Canadian professional wrestler and referee

John Joseph Bonello is a Canadian professional wrestler and referee who worked for the World Wrestling Federation during the 1980s.

==Wrestling==
Bonello started as enhancement talent for Big Time Wrestling. He got a push in 1980 that saw him win the Detroit version of the NWA World Tag Team Championship twice. After the promotion closed, he moved to Maple Leaf Wrestling. In 1984, he faced Billy Red Lyons in Lyons’ final match for the promotion. He also wrestled for Jim Crockett Promotions.

==Officiating==
After his in-ring career ended, Bonello regularly refereed wrestling shows at Toronto's Maple Leaf Gardens.
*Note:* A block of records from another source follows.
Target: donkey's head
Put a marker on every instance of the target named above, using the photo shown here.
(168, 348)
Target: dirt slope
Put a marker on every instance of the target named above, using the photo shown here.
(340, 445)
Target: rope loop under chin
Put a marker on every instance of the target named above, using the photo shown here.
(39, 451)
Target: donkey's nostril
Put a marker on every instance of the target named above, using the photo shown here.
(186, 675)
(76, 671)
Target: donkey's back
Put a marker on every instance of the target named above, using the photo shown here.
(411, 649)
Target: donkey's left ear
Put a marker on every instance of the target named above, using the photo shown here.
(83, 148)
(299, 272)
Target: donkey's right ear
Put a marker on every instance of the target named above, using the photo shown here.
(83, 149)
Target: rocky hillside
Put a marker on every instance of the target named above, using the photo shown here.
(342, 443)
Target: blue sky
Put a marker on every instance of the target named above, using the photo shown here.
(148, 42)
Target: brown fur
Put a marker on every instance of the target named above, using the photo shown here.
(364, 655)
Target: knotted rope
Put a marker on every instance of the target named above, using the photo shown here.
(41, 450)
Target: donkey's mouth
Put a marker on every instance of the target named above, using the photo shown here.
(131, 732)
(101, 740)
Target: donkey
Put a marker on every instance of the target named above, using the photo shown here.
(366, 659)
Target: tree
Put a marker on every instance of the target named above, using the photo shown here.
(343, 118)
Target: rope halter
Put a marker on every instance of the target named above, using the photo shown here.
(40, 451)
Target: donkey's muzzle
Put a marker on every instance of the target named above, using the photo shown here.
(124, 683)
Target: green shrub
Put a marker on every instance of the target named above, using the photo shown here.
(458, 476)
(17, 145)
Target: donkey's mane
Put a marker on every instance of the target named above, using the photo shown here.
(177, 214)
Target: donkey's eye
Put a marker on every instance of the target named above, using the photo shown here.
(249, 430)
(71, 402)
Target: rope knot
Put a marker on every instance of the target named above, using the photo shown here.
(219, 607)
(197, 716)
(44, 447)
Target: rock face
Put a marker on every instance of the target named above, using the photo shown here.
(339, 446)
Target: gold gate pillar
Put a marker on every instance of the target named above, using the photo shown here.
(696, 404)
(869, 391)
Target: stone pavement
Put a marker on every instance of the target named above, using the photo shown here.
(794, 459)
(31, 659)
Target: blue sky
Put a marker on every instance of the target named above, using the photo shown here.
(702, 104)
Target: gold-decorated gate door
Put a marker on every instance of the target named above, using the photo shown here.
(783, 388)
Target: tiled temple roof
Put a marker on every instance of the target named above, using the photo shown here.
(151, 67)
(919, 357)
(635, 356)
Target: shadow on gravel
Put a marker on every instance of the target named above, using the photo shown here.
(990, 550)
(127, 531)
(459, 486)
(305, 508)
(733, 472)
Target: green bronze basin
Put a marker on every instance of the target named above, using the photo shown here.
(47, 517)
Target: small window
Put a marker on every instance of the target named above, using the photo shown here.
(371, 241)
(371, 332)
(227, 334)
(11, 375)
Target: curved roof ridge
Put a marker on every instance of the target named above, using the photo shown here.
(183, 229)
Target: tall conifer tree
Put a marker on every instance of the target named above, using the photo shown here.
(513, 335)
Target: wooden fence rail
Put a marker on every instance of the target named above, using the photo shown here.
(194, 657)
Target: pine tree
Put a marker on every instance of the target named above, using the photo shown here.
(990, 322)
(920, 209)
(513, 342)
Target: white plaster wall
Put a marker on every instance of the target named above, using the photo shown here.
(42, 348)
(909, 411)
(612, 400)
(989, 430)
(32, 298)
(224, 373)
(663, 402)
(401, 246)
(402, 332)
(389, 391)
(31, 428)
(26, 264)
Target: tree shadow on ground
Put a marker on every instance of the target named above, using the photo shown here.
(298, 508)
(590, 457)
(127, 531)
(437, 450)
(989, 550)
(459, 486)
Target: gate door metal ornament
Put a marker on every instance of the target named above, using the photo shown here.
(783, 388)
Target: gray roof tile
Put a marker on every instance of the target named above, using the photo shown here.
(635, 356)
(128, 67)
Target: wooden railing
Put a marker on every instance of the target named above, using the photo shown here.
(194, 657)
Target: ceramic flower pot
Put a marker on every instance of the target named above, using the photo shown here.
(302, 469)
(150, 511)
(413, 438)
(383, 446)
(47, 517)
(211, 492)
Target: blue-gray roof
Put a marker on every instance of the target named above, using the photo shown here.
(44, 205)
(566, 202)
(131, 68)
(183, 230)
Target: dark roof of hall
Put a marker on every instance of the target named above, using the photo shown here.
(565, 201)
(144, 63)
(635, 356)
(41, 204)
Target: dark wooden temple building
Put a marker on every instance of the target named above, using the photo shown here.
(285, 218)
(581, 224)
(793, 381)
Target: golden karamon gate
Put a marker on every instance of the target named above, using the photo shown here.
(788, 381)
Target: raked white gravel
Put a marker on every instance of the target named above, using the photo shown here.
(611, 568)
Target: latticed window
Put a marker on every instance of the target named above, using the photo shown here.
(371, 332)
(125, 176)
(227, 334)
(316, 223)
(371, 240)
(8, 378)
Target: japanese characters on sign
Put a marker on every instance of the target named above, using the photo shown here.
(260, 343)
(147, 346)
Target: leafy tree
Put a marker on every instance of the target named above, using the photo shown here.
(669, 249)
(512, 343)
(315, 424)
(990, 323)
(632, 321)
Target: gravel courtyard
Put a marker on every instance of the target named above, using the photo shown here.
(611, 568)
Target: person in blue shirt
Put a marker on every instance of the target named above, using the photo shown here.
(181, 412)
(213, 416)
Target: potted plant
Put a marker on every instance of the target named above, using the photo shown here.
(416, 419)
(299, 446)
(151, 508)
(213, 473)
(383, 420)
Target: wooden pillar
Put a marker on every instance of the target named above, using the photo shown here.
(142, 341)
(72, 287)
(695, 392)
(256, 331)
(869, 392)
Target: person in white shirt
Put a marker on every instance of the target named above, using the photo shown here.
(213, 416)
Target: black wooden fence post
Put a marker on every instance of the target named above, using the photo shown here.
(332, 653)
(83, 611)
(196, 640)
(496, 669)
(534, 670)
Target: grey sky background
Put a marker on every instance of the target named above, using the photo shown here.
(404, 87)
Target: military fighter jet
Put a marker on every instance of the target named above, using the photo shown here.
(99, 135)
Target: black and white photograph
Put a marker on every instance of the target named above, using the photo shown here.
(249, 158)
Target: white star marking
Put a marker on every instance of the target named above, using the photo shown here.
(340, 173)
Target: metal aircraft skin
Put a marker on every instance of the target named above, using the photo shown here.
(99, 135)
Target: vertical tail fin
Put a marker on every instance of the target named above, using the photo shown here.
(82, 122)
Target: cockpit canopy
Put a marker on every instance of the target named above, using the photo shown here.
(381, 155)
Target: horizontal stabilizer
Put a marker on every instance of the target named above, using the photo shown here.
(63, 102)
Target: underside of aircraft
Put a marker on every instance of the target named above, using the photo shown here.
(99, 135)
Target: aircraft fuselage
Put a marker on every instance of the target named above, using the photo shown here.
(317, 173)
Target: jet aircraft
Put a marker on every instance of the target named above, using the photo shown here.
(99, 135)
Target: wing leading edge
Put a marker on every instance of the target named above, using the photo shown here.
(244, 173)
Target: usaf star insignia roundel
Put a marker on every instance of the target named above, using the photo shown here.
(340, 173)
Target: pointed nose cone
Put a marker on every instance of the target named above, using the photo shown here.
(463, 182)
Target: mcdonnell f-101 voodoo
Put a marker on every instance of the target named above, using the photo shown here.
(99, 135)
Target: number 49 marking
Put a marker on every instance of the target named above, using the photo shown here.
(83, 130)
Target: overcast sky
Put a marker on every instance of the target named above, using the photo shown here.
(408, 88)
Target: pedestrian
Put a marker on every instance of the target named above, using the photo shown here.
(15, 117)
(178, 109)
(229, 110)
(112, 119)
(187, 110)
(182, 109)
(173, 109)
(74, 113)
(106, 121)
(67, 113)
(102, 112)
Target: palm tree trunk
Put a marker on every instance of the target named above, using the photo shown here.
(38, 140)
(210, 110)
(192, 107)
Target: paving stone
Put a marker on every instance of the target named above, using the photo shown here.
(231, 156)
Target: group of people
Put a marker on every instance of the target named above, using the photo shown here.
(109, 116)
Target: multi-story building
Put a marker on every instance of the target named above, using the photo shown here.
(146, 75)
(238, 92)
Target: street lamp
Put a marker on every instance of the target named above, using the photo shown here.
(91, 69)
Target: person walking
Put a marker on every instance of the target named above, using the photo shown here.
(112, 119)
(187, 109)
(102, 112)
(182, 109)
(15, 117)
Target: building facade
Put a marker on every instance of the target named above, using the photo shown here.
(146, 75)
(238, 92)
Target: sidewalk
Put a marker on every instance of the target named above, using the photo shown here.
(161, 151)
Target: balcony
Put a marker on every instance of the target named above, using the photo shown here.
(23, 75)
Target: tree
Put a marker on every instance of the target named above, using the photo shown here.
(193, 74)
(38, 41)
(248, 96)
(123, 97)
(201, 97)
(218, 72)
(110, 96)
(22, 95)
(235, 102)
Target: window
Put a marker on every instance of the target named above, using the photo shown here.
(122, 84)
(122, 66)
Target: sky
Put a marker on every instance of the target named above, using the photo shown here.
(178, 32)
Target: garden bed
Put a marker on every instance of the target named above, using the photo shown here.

He refereed at Wrestlemania VI at the SkyDome. He helped train future WWF referee Jimmy Korderas.

==Criminal conviction==
On April 15, 1990, Bonello was arrested and charged with counselling to commit first-degree murder. According to police, he offered $5,000 to an undercover officer posing as a hit man to murder his wife, Diane. He was convicted of counselling first-degree murder, which carried a maximum penalty of life imprisonment. During sentencing, the prosecution asked for a prison term of at least six years. Diane Bonello testified on her husband's behalf, telling the court that her husband's multiple jobs (he was working full-time at McDonnell Douglas and part time as a referee and bouncer) and drug use (he was using marijuana, cocaine, amphetamines, and steroids) sent her husband "over the edge." Psychiatrist Dr. Basil Orchard testified Bonello's steroid use likely resulted in a steroid psychosis. He was sentenced to 18 months in prison, three years' probation, and 360 hours of community service. The Court of Appeal for Ontario later increased the sentence to five years, on the grounds that the original sentence "clearly failed to reflect the need for a denunciatory sentence to mark the gravity of the offence and the need to deter others similarly inclined."